Ø  Being organic in nature, cow dung when enters water bodies BOD value of water can rise drastically leading to slow death of water bodies due to eutrophication.

Ø  Contribution to global warming due to emission of greenhouse gases from decomposition of dung lying in open.

Ø  Odour pollution, unaesthetic view & loss of precious resource, when washed into the drains. So, it is important to manage this resource in scientific manner without causing damage to vital components of environment and save human life.

Scientific Management of dairy waste

 The over-dependence on fossil fuels as primary energy source has led to myriads of problems such as global climatic change, environmental degradation and various human health problems.  Global warming caused by energy generation from fossil fuel has accelerated the deployment of re-newable fuels such as biogas. Biogas is one of the renewable and sustainable alternative resources that significantly reduce green-house-gas emission compared to the emission of landfill gas to the atmosphere .

 Management of precious dairy waste can be done by using very simple technologies and in a very cost effective manner depending upon the number of cattle heads, space and budget.

In compliance to Hon’ble NGT in O.A No. 46/2018, Guidelines have been published by CPCB for management of waste in dairy farms and gaushalas within prescribed time period.
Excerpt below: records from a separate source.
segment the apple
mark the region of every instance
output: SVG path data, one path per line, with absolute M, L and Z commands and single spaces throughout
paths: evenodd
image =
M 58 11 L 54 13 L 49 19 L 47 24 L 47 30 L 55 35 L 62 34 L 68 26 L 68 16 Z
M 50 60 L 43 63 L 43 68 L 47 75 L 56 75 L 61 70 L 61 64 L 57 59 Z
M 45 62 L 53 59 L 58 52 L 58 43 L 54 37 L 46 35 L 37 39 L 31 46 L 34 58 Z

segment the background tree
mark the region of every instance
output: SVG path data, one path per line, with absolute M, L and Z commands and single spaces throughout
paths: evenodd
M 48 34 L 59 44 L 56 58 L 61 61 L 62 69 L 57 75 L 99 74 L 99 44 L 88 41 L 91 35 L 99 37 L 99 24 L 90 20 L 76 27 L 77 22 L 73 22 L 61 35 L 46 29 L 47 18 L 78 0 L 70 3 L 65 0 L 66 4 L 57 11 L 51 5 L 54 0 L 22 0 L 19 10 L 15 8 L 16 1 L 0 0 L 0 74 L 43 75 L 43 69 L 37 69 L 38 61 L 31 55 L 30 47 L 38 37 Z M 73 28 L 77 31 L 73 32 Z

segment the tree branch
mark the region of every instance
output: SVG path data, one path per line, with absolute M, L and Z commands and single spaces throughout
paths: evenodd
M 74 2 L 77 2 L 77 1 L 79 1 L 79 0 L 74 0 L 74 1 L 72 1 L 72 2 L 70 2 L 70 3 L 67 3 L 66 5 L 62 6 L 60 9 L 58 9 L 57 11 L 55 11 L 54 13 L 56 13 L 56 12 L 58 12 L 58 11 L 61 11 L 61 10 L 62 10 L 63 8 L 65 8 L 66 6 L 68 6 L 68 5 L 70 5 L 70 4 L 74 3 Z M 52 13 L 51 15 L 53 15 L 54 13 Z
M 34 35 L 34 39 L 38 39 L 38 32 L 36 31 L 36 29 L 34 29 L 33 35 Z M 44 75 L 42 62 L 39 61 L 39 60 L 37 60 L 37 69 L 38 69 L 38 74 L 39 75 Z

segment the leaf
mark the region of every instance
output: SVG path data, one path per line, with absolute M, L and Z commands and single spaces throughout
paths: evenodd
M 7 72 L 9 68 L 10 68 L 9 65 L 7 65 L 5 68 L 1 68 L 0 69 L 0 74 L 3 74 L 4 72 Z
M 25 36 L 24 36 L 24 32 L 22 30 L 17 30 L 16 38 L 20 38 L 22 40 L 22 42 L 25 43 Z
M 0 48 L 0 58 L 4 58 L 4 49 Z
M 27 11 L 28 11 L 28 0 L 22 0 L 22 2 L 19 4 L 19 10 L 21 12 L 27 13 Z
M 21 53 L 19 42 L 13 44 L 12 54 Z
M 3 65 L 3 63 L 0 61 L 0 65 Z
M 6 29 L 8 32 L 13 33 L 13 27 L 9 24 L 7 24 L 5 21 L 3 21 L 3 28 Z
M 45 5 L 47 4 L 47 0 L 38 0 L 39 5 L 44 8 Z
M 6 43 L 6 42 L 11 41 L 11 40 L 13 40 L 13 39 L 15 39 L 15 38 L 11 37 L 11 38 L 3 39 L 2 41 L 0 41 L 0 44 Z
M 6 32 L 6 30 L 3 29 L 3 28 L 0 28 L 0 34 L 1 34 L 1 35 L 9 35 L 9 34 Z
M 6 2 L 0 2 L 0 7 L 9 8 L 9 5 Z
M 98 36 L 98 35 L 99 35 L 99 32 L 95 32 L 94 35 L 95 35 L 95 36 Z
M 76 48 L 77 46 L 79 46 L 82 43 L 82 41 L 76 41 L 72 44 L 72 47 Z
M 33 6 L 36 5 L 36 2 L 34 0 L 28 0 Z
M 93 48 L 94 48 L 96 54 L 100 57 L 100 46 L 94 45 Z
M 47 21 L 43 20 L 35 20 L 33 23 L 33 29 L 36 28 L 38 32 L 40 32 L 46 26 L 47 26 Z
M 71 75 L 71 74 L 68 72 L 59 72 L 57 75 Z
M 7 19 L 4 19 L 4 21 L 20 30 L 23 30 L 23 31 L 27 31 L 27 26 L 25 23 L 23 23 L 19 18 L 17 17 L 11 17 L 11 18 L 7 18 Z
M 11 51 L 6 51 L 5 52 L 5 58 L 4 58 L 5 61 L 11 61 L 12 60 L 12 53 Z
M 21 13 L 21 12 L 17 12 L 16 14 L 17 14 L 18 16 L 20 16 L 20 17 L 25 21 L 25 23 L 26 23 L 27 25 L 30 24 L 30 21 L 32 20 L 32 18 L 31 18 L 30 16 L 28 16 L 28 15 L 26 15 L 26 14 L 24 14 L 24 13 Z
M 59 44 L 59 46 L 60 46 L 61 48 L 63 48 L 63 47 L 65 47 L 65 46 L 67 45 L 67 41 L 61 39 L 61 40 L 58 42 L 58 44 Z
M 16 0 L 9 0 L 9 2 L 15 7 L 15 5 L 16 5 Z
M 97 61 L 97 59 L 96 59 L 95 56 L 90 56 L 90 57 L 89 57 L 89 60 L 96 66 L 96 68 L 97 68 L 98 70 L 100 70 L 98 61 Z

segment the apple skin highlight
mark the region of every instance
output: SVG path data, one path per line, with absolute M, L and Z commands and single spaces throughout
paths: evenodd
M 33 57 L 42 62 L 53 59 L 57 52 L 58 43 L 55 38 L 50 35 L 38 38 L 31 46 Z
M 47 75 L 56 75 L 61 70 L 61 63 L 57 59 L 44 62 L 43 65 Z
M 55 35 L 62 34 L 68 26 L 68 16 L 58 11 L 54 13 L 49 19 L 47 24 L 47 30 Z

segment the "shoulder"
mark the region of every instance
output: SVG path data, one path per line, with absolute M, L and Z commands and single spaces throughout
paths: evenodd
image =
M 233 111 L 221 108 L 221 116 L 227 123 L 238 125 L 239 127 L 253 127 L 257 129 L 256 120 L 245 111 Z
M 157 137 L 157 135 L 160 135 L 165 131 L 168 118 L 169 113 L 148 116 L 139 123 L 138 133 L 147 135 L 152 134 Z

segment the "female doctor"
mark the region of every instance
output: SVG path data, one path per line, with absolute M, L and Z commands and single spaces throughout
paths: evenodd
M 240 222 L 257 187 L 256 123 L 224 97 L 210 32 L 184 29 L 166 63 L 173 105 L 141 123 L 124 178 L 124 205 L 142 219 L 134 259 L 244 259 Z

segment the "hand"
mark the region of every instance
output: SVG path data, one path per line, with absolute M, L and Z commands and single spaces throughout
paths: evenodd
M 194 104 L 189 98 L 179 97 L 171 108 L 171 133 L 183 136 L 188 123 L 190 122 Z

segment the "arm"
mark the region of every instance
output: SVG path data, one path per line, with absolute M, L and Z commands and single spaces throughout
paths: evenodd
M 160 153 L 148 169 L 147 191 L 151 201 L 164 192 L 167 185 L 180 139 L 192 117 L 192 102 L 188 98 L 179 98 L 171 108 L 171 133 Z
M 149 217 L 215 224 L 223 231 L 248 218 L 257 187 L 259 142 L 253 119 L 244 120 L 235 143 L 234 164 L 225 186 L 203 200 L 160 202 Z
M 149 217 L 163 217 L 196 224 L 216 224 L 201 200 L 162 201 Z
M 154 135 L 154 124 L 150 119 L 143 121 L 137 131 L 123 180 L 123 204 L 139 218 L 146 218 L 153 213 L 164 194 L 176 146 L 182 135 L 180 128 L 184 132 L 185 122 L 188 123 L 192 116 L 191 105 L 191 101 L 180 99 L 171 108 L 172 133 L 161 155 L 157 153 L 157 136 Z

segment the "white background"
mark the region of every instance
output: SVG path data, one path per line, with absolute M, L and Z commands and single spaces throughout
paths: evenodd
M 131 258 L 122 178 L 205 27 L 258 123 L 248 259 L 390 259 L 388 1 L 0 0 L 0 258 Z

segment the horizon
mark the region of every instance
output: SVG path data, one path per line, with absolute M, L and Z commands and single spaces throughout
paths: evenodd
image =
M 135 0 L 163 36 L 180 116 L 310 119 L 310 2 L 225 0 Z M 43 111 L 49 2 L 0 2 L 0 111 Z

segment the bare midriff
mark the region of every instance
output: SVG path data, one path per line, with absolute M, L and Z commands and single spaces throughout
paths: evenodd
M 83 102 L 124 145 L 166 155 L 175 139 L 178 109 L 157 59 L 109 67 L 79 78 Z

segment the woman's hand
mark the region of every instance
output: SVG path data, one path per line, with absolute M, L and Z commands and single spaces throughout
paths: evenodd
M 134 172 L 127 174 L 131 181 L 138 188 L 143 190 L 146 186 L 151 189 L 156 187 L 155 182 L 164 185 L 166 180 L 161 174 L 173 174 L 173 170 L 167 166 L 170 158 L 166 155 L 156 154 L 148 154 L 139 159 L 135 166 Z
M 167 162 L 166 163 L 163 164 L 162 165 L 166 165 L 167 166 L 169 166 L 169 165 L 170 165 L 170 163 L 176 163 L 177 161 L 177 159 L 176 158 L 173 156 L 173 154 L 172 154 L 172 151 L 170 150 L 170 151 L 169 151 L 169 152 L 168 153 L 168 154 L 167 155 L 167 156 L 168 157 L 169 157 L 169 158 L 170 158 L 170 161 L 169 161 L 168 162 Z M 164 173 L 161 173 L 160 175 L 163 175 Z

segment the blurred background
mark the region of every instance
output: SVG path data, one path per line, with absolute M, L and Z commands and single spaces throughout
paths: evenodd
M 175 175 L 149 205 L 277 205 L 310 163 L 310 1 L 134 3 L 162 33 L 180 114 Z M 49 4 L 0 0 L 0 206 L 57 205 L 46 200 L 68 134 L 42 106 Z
Form A’ annexed in the guidelines has to be maintained by all dairy farm and gaushala operators which shall be compiled by PCB  after verification of the premises.

Public Notice has also been issued in this context, which is reproduced as below:

Implementation of directions issued by Hon’ble NGT in O.A No. 46/2018 for seeking Consent to Establish and Consent to Operate for Dairy Farms / Gaushalas-regd.

It is hereby notified for all the operators / owners of dairy farms / gaushalas in Union Territory of J&K that as per Hon’ble NGT directions and as per subsequent Guidelines issued by CPCB regarding waste management in dairy farms & gaushalas, following mandatory compliance shall be made by each concerned:

1.  All Dairy Farms and Gaushalas Operators shall obtain Consent to Establish   (CTE) / Consent to Operate (CTO) under Water Act, 1974 as well as Air Act, 1981 under Orange & Green category respectively.

2.  Stand alone or isolated Dairy Farm, having 15 animals & above shall obtain Consent to Establish   (CTE) /Consent to Operate (CTO) under “Orange category”.

3.   Dairy Farms in colonies / clusters should obtain CTE/CTO under Orange category.

4.  Gaushalas with 100 KLD or more overall wastewater generation shall be categorized as “Orange Category”.

5All Dairy farms and Gaushalas Operators shall follow the “Guidelines for Environmental Management of Dairy Farms and Gaushalas”       issued by CPCB recently, which have been uploaded on JK PCB website at www.jkspcb.nic.in.

In the light of above directions, all Dairy Farms & Gaushalas Operators are directed to apply for the consent of JK PCB through the online portal (jkocmms.nic.in) within one month time (30 days) from date of issuance of this notice.

“Environmental Compensation” shall be levied in case of any violation of environmental norms under the Water (Prevention and Control of Pollution) Act, 1974 & Air (Prevention and Control of Pollution) Act, 1981 and Environmental (Protection) Act, 1986.